The premises at 78 Baker St seem to have been used for trading in antique furniture. The business was listed in the Post Office London directory as fine art dealer by 1924 and antique picture frame dealer by 1941. F.C. Buck & Son's invoice paper in 1938 describes the business as 'Dealer in Antique Furniture, Works of Art', specifying 'Chromos, Prints, Drawings &c Mounted, Pictures Cleaned, Lined & Restored, Looking Glasses & Picture Frames Cleaned or Regilded' (example in National Portrait Gallery records, RP1935).
The business supplied frames or materials for works by some well-known artists. Frederick Sandys's small panel, Hero, 1871, has the label, 'Prepared panel. Fredk. C. Buck. Dealer in Works of Art. Frame Maker. Wigmore St. London' (Elzea 2001 p.240). Frederick Buck was mentioned by William Holman Hunt in a letter, 1898, and he made the now lost frame for Hunt's The Miracle of Sacred Fire in the Church of the Sepulchre, exh.1899 (Fogg Art Museum, Cambridge). The aedicular frame on Hunt's The Beloved, 1898 (Royal Collection) is said to have been made by Buck to the artist's design (Millar 1992 p.126: repr. Bronkhurst 2006 p.323). It is one of Hunt's symbolic frames, incorporating pomegranates and mignonette, in a Renaissance scrolling design which would have been a test of the carver's skill.
The collector, George Salting, purchased picture frames from Buck, 1881-1909, of which the most expensive was a carved French swept frame for a Ruysdael painting in 1903 (Guildhall Library, MS.19742, 19747, Salting papers).

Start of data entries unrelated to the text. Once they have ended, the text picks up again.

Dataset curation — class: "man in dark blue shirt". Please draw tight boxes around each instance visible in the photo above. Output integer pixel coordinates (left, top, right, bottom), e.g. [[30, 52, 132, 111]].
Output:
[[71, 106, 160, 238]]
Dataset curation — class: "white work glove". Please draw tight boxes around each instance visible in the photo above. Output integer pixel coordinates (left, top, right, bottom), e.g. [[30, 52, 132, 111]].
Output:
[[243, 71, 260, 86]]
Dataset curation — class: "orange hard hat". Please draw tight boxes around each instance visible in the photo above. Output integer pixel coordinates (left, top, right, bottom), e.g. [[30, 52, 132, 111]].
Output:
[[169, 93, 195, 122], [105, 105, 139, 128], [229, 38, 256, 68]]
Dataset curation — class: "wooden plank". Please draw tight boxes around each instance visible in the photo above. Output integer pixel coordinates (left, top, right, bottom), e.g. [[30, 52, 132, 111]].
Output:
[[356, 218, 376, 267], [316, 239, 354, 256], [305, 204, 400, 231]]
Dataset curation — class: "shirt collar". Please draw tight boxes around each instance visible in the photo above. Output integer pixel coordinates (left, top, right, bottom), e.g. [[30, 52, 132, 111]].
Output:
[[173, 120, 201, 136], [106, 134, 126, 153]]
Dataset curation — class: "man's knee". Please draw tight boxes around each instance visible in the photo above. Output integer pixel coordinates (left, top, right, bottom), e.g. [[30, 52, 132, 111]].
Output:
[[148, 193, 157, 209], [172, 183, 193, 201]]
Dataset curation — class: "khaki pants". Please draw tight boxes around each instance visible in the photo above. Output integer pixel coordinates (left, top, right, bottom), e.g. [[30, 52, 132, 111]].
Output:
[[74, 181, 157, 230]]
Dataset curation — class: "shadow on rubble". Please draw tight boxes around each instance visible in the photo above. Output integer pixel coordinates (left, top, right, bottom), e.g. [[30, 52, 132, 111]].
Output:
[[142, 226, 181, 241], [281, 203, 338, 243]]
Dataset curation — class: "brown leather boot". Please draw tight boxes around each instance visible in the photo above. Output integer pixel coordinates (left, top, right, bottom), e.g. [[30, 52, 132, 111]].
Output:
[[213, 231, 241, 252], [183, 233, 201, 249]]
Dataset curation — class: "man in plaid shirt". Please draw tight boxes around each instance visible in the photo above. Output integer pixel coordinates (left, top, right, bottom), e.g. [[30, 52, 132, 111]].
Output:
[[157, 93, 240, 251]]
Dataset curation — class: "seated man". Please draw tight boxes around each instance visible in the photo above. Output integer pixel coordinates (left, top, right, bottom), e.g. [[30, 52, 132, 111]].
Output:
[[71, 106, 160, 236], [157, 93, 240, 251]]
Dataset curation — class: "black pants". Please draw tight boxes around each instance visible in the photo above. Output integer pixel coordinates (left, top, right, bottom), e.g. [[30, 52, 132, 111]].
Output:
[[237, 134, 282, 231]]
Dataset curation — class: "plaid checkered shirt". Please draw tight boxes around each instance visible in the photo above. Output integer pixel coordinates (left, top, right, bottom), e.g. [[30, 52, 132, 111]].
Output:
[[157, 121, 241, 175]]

Philip de László used Buck as a source for old frames, for example in 1923, according to recent research into the De Laszlo archive (National Portrait Gallery), which is currently being catalogued. When de László's portrait of Victor, 9th Duke of Devonshire, 1927-8 (Chatsworth) was copied in 1928, the artist recommended Buck as a dealer in old frames as one of two framemakers for the job but it was Emile Remy (qv) who got the commission on price (see Philip de Laszlo and picture framing on the National Portrait Gallery website).
In 1931 the business supplied the National Gallery with an old frame for a picture by Moretto (NG 299), since removed from this work.
For abbreviations, see Resources and bibliography.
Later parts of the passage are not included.